His size 7½ gloved hands entered the abdomen and explored, desperately searching for the problem. Suddenly they grabbed it like a football. It was her stomach, overgrown and distended to twice its normal size. Through the translucent mucosa of her intestinal walls he caught a terrifying sight. Long cylindrical tubes, like enormous fly larvae, were infesting her intestines and presumably her stomach. He let out a gasp, shocked at what he was witnessing. With trembling hands he cut into her stomach, prepared to leap backwards and save himself. Sweat stained his back and chest. What ghoulish form would fly forward when released from the confines of the stomach?
Condoms spilled out. Dozens and dozens of condoms, each filled with a fortune in cocaine. The lass from Quito was a body-packer. Surgical buckets, often used for entrails, a transplanted organ, or other body parts were filled one after the other with condom packages of cocaine. Five buckets overflowed with 178 condoms, 45 of which were ruptured.
As the surgeon was transferring the horde, the patient suffered a sudden cardiac arrest. Despite massive and prolonged resuscitation efforts, she died on the operating room table. The diagnosis, confirmed with post-mortem blood analysis, was acute cocaine intoxication.
Each of the 178 condoms contained approximately 4.5 grams of cocaine, for a total of 800 grams (nearly a kilo). Depending upon the frequency of recreational use, and thus tolerance to its effects, a lethal dosage of cocaine is approximately two grams. This young woman had ingested 400 times that amount.
The burden of so many packages had distended her stomach and intestines, causing severe abdominal pain. Perhaps one had ruptured, releasing a stream of cocaine into her body. Unfortunately, the mineral oil acted upon the latex of the condoms, and dissolved them. By mistakenly offering a mineral oil cocktail, the elderly woman inadvertently contributed to the demise of the patient. The mineral oil caused the release of toxic amounts of cocaine, resulting in cardiovascular collapse and death.CHAPTER 4
A seven-year-old boy was taken to the pediatrician complaining of leg pain and swollen, bleeding gums. His height and weight were average. He had been developing normally and had never been hospitalized. He was a healthy and energetic boy until his symptoms began two months previously.

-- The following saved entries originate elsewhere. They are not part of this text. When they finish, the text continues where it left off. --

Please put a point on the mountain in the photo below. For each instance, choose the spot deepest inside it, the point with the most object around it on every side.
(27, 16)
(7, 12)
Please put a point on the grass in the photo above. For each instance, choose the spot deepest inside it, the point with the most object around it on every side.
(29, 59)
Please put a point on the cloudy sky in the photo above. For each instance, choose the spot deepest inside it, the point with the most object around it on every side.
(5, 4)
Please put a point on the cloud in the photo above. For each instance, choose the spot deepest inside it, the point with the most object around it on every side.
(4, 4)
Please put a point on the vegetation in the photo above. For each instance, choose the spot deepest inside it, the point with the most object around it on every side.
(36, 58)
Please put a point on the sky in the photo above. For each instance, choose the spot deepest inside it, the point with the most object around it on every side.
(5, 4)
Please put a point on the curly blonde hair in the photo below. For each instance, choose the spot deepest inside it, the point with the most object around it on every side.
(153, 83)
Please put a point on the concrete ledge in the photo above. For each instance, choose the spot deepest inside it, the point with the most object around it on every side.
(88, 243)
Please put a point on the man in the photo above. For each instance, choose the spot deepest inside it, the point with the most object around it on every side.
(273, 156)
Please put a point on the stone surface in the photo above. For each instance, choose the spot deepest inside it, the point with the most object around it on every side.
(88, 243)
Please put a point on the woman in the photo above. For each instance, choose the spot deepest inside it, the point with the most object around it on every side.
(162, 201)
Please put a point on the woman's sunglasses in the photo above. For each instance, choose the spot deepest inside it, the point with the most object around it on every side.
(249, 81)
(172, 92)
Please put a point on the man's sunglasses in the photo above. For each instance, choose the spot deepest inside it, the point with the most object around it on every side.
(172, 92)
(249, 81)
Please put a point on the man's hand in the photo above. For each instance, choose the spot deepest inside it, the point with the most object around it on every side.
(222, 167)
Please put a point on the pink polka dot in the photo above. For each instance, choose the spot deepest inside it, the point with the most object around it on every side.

His appetite was poor and he was peevish and irritable. He had developed mild diarrhea. His leg pain had become suddenly unbearable that day, but he soldiered on and walked into the examining room with a grimace. On exam, both weight and height had slipped considerably over the year. There was a mild fever. His gums were swollen and blue, bleeding easily when touched. Little red spots had erupted all over his skin, as if he had been pricked by thousands of tiny needles. Miniature droplets of blood oozed from his hair follicles.
Fearing a severe illness, the pediatrician immediately admitted the boy to hospital. He underwent numerous investigations over the following week. Blood tests showed a low red blood cell count, consistent with mild anemia. X-rays showed abnormally thin bones. Leukemia was considered, but an examination of his bone marrow showed no abnormal cells. He was poked everywhere. Blood was sent to biochemistry, hematology, microbiology, and pathology, but still there was no clear diagnosis for his puzzling condition.